Sindicatos patronais
Tanto Miguel Eduardo Torres quanto Valeir Etle, secretário nacional de assuntos jurídicos da Central Única dos Trabalhadores (CUT), opinaram que o esforço pela ampliação do direito à oposição se restringe ao financiamento das associações dos trabalhadores. Torres lembrou que uma parcela das contribuições das empresas ao Sistema S é compulsoriamente destinada aos sindicatos patronais, e Etle — que citou conselhos profissionais, como a Ordem dos Advogados do Brasil (OAB), que vedam a atuação dos membros que faltarem com suas contribuições associativas — manifestou seu entendimento de que o debate sobre pagamento ou não pagamento de contribuições sindicais por patrões e por empregados cabe unicamente aos respectivos segmentos.
— Nunca discutimos nem demos nenhuma opinião sobre como as entidades patronais têm que descontar contribuições, taxas de manutenção ou qualquer outra taxa.
Segundo Etle, a CUT sempre foi contra o imposto sindical, mas, citando exemplos como o do Fundo Partidário, “tudo tem financiamento”, ou público, ou privado. Para ele, o direito de oposição, na forma apresentada no PL 2.099/2023, consiste em “prática antissindical velada” e “uma afronta”.
Exceção
Já Alexandre Furlan comentou que vários sindicatos impuseram procedimentos “praticamente impossíveis de cumprir” e “filas quilométricas” para os trabalhadores contrários ao desconto da contribuição. Valeir Etle disse que esses casos são excepcionais, ainda que deva ser preservada a autonomia dos sindicatos para determinar as regras de exercício do direito à oposição.
— Não podemos fazer uma legislação pela exceção, criar várias formas de impedir o desconto e cada vez mais prejudicar os sindicatos (…) em função de algumas práticas que a gente abomina.
Entendimento
Paulo Paim comentou a discussão cobrando entendimento de empregados e empregadores em torno da decisão do STF e argumentou que as entidades sociais têm que ter o mínimo de estrutura.

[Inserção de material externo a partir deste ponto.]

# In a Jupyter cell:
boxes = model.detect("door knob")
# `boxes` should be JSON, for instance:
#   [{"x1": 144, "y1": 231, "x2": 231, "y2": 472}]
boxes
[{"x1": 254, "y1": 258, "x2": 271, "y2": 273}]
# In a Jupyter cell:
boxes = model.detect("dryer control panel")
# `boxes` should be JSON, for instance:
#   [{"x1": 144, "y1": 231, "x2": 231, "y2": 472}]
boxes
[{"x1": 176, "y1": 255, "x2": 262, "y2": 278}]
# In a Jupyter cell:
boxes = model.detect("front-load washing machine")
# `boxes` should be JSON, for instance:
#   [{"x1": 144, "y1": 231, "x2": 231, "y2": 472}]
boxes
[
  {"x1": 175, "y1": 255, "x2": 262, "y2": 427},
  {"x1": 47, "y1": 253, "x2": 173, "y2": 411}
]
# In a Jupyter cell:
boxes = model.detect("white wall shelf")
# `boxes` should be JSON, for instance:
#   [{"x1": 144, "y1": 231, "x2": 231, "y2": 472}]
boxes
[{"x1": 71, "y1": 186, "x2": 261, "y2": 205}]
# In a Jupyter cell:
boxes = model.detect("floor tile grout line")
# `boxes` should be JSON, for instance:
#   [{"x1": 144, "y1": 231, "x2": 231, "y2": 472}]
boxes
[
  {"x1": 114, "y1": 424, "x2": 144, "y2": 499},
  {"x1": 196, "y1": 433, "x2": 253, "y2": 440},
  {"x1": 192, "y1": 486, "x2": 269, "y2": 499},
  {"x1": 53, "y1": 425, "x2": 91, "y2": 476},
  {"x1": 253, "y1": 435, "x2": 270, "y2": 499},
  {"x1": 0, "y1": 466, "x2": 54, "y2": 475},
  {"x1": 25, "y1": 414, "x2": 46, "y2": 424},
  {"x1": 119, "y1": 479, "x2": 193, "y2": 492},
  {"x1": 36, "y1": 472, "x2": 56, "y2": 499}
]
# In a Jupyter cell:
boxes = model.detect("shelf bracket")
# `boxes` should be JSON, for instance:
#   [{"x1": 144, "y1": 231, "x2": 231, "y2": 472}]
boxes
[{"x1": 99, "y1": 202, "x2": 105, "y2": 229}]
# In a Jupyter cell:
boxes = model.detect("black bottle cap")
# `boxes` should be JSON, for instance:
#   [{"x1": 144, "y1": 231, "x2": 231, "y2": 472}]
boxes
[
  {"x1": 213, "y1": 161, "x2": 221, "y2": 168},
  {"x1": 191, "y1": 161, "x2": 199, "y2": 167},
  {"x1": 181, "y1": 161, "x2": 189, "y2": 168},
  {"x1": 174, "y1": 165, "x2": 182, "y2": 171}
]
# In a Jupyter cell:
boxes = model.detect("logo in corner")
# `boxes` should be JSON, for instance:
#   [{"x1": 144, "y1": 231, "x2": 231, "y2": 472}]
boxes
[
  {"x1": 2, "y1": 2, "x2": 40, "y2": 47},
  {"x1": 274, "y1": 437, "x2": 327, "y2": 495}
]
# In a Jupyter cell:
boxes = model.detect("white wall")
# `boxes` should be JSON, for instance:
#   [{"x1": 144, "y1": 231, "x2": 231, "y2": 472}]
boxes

— Alguém acha que você vai fazer a boa prática sindical, a boa negociação, o bom diálogo, o bom procedimento sem ter uma certa estrutura? Isso tem em qualquer país do mundo.
Enquanto isso, Rogerio Marinho citou dados do Instituto Brasileiro de Geografia e Estatística (IBGE) para classificar a Reforma Trabalhista como um “sucesso absoluto” que tem elevado o Brasil economicamente apesar das ações “contraditórias” do atual governo. Ele salientou que o que se discute no projeto em pauta é o exercício do direito de oposição em face de convenções coletivas pouco representativas.
— As assembleias, via de regra, são esvaziadas. Não representam o conjunto dos trabalhadores: representam a minoria organizada que defende aquele determinado segmento.
Paim declarou esperar que o assunto possa ser discutido em outras audiências públicas abrangendo outros setores da sociedade, mas Marinho disse que o tema está “amadurecido” e a demora na deliberação prolongará a insegurança jurídica sobre o direito à oposição.